Woyzeck: Szenenanalyse / Interpretation Szene 22 bis 26

In Georg Büchners Drama „Woyzeck“ wird der arme und geistig verwirrte Soldat Franz Woyzeck zum Mörder von Marie Zickwolf, seiner Geliebten und Mutter ihres gemeinsamen unehelichen Sohnes Christian, weil sie ihn mit dem Tambourmajor betrogen hat. Hier findet ihr eine ausführliche und auf jede Szene eingehende Interpretation des Dramas. Die Reihenfolge der Szenen folgt der Lese- und Bühnenfassung von Reclam. Auf Zitate wurde aufgrund von abweichenden Seiten- und Zeilenzahlen in den verschiedenen Ausgaben weitestgehend verzichtet.
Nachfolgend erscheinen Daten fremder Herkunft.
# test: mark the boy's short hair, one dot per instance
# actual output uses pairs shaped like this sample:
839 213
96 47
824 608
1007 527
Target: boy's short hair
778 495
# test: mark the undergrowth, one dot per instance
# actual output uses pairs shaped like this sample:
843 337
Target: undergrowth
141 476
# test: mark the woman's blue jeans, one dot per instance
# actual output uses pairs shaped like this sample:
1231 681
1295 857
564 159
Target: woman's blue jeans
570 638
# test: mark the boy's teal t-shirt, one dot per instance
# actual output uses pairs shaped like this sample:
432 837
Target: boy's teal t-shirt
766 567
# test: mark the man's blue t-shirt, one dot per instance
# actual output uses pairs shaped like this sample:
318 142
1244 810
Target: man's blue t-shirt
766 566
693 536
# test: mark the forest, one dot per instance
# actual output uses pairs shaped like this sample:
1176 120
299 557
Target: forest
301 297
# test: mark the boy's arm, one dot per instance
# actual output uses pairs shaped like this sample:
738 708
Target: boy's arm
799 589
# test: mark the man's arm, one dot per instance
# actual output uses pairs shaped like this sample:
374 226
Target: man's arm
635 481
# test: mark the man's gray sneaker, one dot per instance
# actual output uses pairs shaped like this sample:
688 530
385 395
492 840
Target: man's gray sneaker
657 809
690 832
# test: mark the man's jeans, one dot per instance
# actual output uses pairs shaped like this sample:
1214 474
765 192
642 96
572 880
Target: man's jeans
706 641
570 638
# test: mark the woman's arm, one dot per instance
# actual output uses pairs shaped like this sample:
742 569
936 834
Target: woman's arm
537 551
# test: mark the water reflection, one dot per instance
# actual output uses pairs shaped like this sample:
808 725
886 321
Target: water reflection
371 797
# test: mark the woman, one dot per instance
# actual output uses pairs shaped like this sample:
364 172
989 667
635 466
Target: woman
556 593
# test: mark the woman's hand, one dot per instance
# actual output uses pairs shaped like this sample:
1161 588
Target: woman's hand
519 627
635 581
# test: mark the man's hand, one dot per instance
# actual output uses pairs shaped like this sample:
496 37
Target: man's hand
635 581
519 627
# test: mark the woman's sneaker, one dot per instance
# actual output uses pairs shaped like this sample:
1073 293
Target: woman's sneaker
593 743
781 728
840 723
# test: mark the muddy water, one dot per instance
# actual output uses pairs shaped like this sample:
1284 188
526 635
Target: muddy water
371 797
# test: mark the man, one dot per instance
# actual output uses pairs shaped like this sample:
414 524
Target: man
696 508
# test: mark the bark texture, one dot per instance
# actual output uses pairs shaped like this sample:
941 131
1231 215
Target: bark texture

Woyzeck: Szenenanalyse Übersicht:

Szene 22 – Kinder

Woyzecks Tat hat mittlerweile die Runde gemacht, denn ein Kind erzählt einem anderen, dass vor der Stadt eine Frau ermordet wurde. Das zweite Kind reagiert nicht etwa geschockt, sondern will schnell zum Tatort, um die Leiche noch zu sehen, bevor sie abtransportiert wird. Dieses Verhalten ist symptomatisch für die ganze Gesellschaft. Statt einfühlsam zu sein, sind die Menschen abgestumpft und sensationslüstern.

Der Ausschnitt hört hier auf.